- Author: Kathy Keatley Garvey
No doubt you've seen a praying mantis egg case, or ootheca, on a tree, shrub, fence or post.
But have you ever seen one attached to a clothespin on an outdoor clothes line?
So here we were Thursday afternoon, hanging freshly laundered dog blankets on the clothes line.
We grabbed one clothespin after another, carefully fastening Fido's favorite blankets to the line to dry in the 80-degree temperature.
One more reach....Whoa! What's that?
Can't use that one. There's a ooth on it.
A praying mantis, Stagmomantis limbata, had apparently pinned her hopes to a clothespin. Or maybe that was her PIN number?
"Too funny," commented Lynn Kimsey, director of the Bohart Museum of Entomology and a UC Davis distinguished professor of entomology. "What a weird place to put your ooth."
Our little gravid gal must have climbed the eight-foot-high clothes pole last fall; walked the line (ala Johnny Cash?); and discovered the "perfect place" to deposit her ooth--right above a patch of Mexican sunflowers (Tithonia rotundifola) buzzing with bees and fluttering with butterflies.

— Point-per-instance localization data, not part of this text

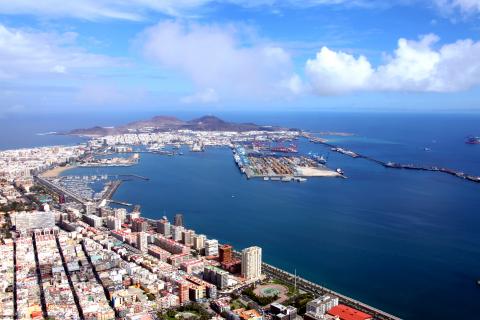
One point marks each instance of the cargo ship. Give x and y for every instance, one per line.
x=473, y=140
x=285, y=149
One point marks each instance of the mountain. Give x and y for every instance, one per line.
x=168, y=123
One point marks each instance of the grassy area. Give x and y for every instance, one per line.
x=291, y=289
x=263, y=301
x=300, y=302
x=236, y=304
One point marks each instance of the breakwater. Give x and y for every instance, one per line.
x=394, y=165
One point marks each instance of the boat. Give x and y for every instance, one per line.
x=473, y=140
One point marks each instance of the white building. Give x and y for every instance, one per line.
x=33, y=220
x=211, y=247
x=252, y=262
x=318, y=307
x=114, y=223
x=177, y=232
x=142, y=241
x=199, y=241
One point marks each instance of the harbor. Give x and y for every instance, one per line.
x=394, y=165
x=285, y=166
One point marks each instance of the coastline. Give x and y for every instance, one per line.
x=55, y=172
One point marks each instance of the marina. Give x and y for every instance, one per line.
x=284, y=167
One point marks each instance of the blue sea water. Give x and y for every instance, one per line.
x=407, y=242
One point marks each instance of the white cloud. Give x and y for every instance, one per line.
x=214, y=58
x=468, y=7
x=27, y=52
x=207, y=96
x=139, y=9
x=337, y=72
x=415, y=66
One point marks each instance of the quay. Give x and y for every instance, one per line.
x=134, y=176
x=113, y=186
x=122, y=203
x=60, y=190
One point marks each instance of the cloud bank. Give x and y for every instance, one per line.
x=27, y=52
x=415, y=66
x=219, y=63
x=136, y=10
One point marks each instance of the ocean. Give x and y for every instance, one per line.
x=403, y=241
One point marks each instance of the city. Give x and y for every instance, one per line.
x=68, y=255
x=239, y=159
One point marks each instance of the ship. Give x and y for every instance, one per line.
x=285, y=149
x=473, y=140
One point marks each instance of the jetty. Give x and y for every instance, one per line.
x=394, y=165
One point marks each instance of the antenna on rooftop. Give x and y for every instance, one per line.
x=295, y=282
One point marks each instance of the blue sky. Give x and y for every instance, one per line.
x=154, y=55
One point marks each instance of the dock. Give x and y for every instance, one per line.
x=111, y=190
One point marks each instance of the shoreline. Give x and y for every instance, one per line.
x=55, y=172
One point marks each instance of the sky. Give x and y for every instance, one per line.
x=89, y=56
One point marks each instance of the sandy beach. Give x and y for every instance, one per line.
x=55, y=172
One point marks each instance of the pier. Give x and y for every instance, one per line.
x=394, y=165
x=111, y=190
x=134, y=176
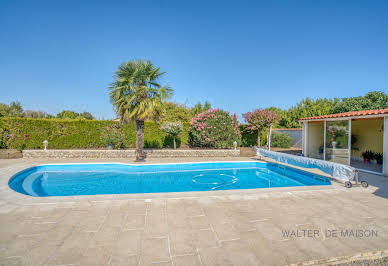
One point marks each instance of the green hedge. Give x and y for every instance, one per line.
x=281, y=140
x=86, y=134
x=78, y=134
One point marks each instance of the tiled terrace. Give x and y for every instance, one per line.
x=232, y=228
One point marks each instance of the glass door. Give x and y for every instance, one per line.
x=337, y=141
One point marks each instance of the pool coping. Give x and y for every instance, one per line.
x=8, y=194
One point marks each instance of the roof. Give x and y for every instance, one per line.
x=349, y=114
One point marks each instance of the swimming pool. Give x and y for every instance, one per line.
x=114, y=178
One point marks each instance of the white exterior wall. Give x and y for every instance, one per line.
x=385, y=147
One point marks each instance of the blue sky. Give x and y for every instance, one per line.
x=239, y=55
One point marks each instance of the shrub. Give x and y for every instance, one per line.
x=214, y=129
x=173, y=129
x=77, y=134
x=281, y=140
x=249, y=138
x=113, y=136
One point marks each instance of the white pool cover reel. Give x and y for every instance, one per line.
x=341, y=172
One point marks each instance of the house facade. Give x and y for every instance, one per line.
x=359, y=139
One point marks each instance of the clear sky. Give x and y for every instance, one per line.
x=239, y=55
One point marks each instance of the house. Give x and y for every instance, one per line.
x=359, y=139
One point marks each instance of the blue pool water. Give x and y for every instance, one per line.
x=93, y=179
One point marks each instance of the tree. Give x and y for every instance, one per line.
x=173, y=129
x=35, y=114
x=67, y=114
x=371, y=100
x=16, y=109
x=199, y=108
x=137, y=96
x=260, y=120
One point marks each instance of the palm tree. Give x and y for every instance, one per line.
x=137, y=96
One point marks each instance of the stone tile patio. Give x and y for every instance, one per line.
x=233, y=228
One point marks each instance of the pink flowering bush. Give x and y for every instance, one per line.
x=214, y=128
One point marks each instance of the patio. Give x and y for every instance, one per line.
x=228, y=228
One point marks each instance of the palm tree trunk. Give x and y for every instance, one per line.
x=139, y=139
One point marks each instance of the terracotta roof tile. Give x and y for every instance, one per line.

"I've seen egg cases on outdoor furniture, predator guards on duck boxes, on buildings between bricks, trees, and even garden implements like pots, watering cans, and tools," said praying mantis expert Andrew Pfeifer, who now studies horticulture/landscape design at North Carolina University. "It's a Stagmomantis limbata ooth for sure; the hatch rate will be 150 or less."
Oothecas don't usually hatch until around June, but with the temperatures soaring here in Vacaville, it could happen "even within the month," Pfeifer says.
In September 2018, we watched a praying mantis deposit her ooth a few feet from that clothesline. That gal chose a redwood stake. (See photos on Bug Squad blog).
Now we wait for the nymphs to emerge...and scramble to eat one another...and prey on bees and butterflies...and the life cycle begins.